McWilliams: In the story, it says “Valenka, Croatian beauty”, so here we have her. I just happened to find her in L.A.

CS: And how does it feel to be playing a Bond Girl?

Ivana: Do I count as one, ’cause I’m bad? Then I guess I am. It’s really exciting to most girls. My dad is really excited about it, and I’m not saying I’m not, but it hasn’t completely sunk in yet because it’s been go, go, go…

CS: What sort of stuff have you been filming here in the Bahamas?

Ivana: I’ve been doing boat stuff, electric blue bathing suit, underwater, you get it, but I do most of my scenes in Prague and a little in London.

CS: For many months, there were rumors about different actresses that might be co-starring opposite Daniel Craig. Were any of those rumors true?

McWiliams: The two who were very strongly considered were Angelina [Jolie] and Charlize Theron, but thereafter, anybody else who you’ve heard is not true.

CS: So there was a desire to bring in another superstar actress after having Halle Berry in “Die Another Day”?

McWilliams: The Halle Berry thing was quite odd in itself when it happened, because we hadn’t ever really gone that way before, but everybody thinks there was a precedent set by that. If you look back through the films, you’ll see that most of the girls we have chosen haven’t been well known at all, and they have subsequently become well known. So historically speaking, we normally have gone for someone who is not well known.

CS: Do you try to pick actresses who are more known for their dramatic roles?

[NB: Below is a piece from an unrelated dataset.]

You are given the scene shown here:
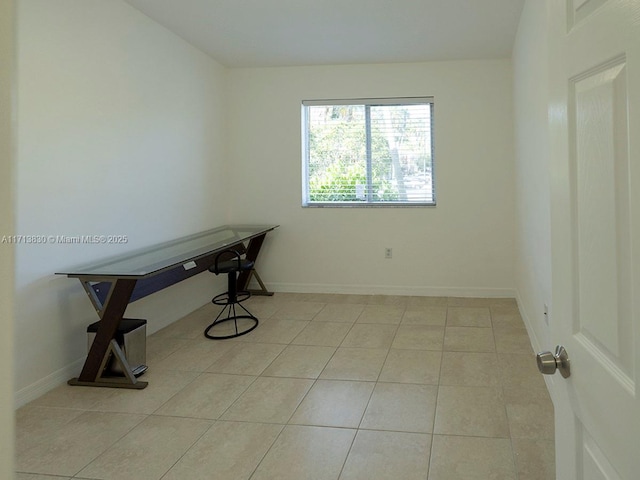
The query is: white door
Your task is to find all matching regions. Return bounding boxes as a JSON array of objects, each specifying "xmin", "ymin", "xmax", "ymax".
[{"xmin": 547, "ymin": 0, "xmax": 640, "ymax": 480}]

McWilliams: Well, that’s how I always do it. I spent my life going to the theatre, so I choose a lot of people from the theatre and people from slightly more obscure stuff like Mads Mikkelsen, whose not known internationally, but he will be after this. He’s a fabulous actor in his early ’40s, and it’s hard to find people who are like that, who in their own territory are really well known and very substantial actors but who aren’t know to the world. For each bad guy, it’s really nice to find and introduce somebody that nobody’s ever seen before. That’s what we always try to do to keep it alive, original and different and not go for the obvious.

Casino Royale opens everywhere on November 17.